По моим представлениям, почерпнутым из учебников и руководств по ветеринарной санитарии и зоогигиене, молочный комплекс должен был выглядеть как объект самого строгого пропускного режима, практически закрытый для посторонних и людей, и животных,. Но, каково же было моё удивление, когда вместо ожидаемых неприступных ворот, дезинфекционного барьера, санпропускника и придирчивого охранника на въезде, нас с водителем встретили свободный проезд, а за ним кладбищенская тишина и запустение.

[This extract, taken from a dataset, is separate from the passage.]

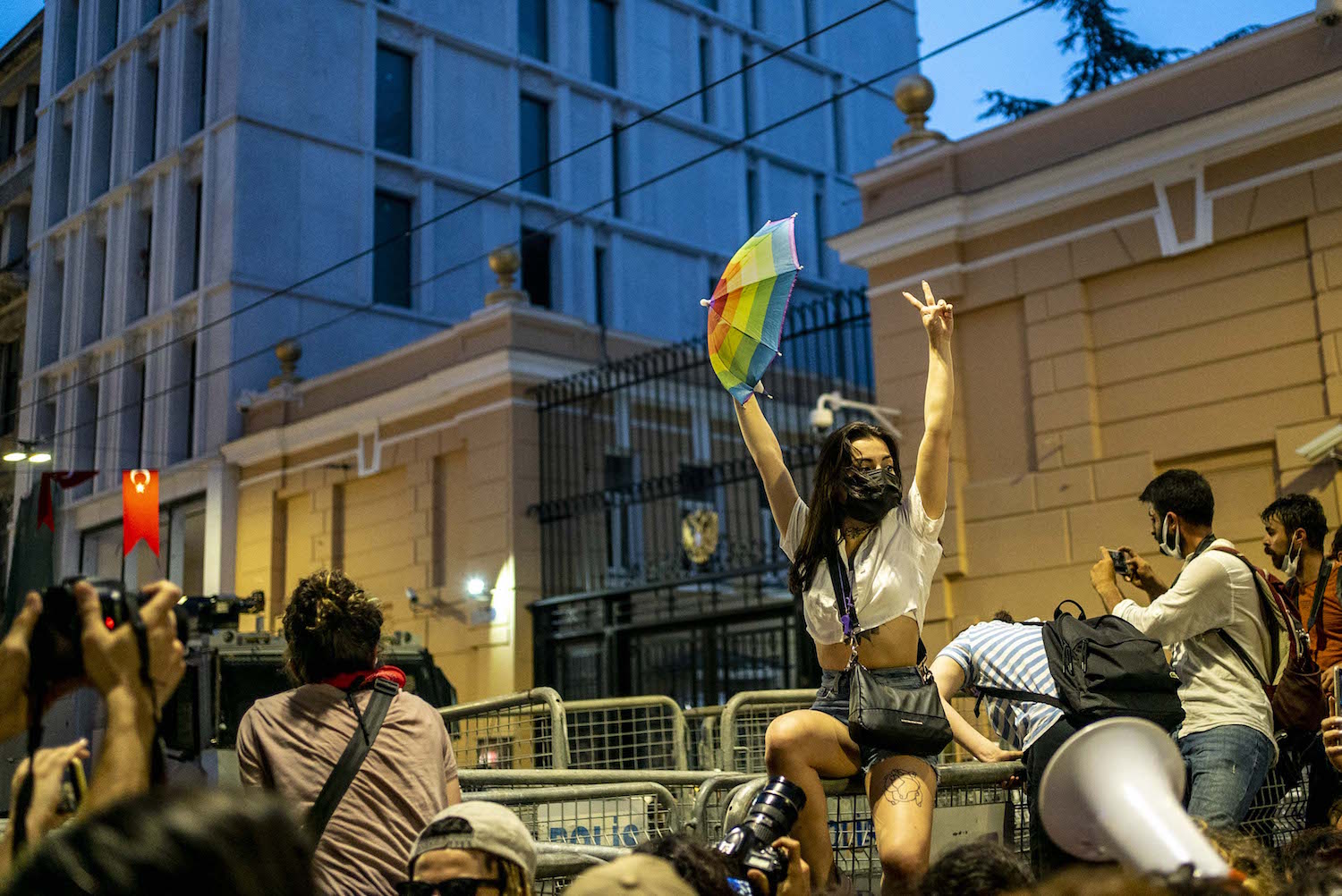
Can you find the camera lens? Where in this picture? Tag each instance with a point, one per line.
(775, 810)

Ни звука не доносилось со стороны стоящих в ряд коровников. Недоумённо оглядываясь по сторонам, я обнаружил, что по всей территории в снегу там и сям разбросаны явные следы пиршества бродячих собак: обглоданные дочиста черепа и кости коров, слегка прикрытые снежком кучи замерзших внутренностей.

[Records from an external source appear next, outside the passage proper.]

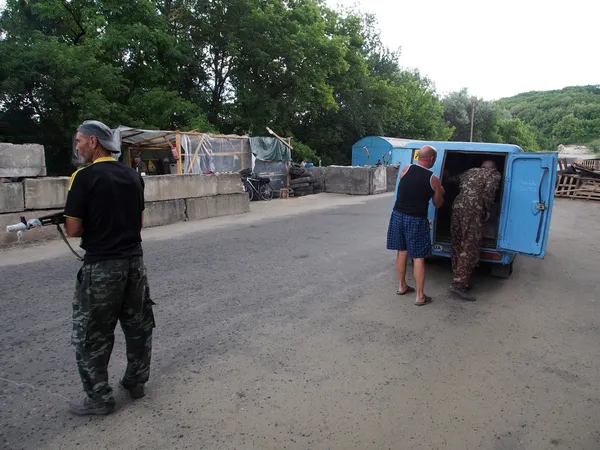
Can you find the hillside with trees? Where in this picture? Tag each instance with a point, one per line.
(567, 116)
(532, 120)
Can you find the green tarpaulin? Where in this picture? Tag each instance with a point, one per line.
(269, 149)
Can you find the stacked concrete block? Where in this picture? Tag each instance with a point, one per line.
(356, 180)
(392, 177)
(11, 197)
(18, 161)
(217, 206)
(46, 193)
(229, 183)
(171, 187)
(164, 212)
(378, 184)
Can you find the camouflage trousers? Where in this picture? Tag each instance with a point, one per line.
(108, 292)
(467, 232)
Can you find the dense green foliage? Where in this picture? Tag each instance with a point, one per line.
(234, 66)
(567, 116)
(489, 125)
(319, 75)
(532, 120)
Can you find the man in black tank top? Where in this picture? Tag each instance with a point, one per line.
(408, 231)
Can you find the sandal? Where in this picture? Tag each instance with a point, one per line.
(408, 290)
(461, 293)
(426, 302)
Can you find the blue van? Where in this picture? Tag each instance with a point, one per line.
(520, 220)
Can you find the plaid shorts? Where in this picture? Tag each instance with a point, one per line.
(409, 233)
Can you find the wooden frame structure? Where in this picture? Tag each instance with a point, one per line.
(166, 141)
(158, 140)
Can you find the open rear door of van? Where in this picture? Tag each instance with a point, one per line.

В лёгком шоке от увиденного и надеясь отыскать объяснение всему этому безобразию, я поспешил войти внутрь ближайшего ко мне коровника. В нём царили те же почти арктические пустота и холод. В здании, рассчитанном для содержания 400 коров едва-едва насчитывалась сотня. И их тепла явно не хватало для того, чтобы согреть огромное помещение. Тощие, понурые с огромными грустными глазами коровы стояли обречённо уткнувшись заиндевевшими мордами в пустые кормушки, изредка позвякивая привязными цепями. Транспортёр для механической уборки навоза крепко вмёрз в кучи окаменевшего  на морозе навоза. В автопоилках вместо воды тускло поблёскивал лёд. Ни в одном из коровников, где вместо коров стояли жуткие их подобия, обтянутые кожей скелеты, я не нашёл людей. Не было их и в родильном отделении, где я с ужасом обнаружил двух или трёх недавно отелившиеся коров, которые, судя по всему, будучи не в силах стоять,  поддерживались в стоячем положении брезентовыми ремнями протянутыми под грудиной и животами.
Потрясённый увиденным, я вспомнив наконец о цели своего приезда,   взял  пробы воздуха, сделал смывы доильного оборудования. Вернулся в машину с  ощущением, что я посетил фашистский концлагерь во время второй мировой.
В дальнейшем выяснилось, что сено, заготовленное совхозом и которое по самым скромным расчетам должно было хватить с избытком на весь стойловый период, было похищено и развезено по домам жителями Турочака ещё осенью.  А оставшегося, едва хватило до ноября. Директор совхоза обратился за помощью к своим коллегам из степных хозяйств, но те смогли предложить ему только солому. Да и ту, к слову сказать, привозили нерегулярно.  Предложению сельчан раздать совхозное стадо по частным хозяйствам, директор до последнего противился и отвечал категорическим отказом, надеясь справиться с неожиданной бедой самостоятельно. Увы, итогом этого стала гибель практически всего поголовья молочных коров от истощения. Только в феврале жалкие остатки былого стада были отданы частникам, но коровы, вернее то, что от них осталось, уже не могли справиться с голодной дистрофией и умирали в частных подворьях поодиночке, мучительной смертью, до последней минуты пережевывая уже бесполезное для них сено. К слову сказать, прекратить их мучения и забить на мясо, было невозможно, так как при вынужденном забое, начавшемся ещё в начале января, быстро выяснилось, что мышцы этих бедных животных донельзя истончены, а  весь внутренний жир  превратился в слизистую массу.
К чему я рассказываю обо всем этом? Уж точно не для того, чтобы пощекотать нервы впечатлительным особам.
 Когда до меня доходят новости об очередном проворовавшемся чиновнике, когда я слышу призывы наказать всех казнокрадов большого и маленького пошибов, я вспоминаю жителей далёкого алтайского села и это злосчастное сено, уворованное и вывезенное с совхозных угодий, ставшее причиной гибели целого стада.
Эти воры и казнокрады, прошлые и нынешние чьи они и  откуда? Воспитанные в советских детских садах, учившиеся в советских школах, читавшие правильные советские книги и смотревшие правильные советские кинофильмы?  Где та черта которая разделяет нас от тех, кого мы осуждаем и призываем наказать? И, наконец, самый главный вопрос – кто мы?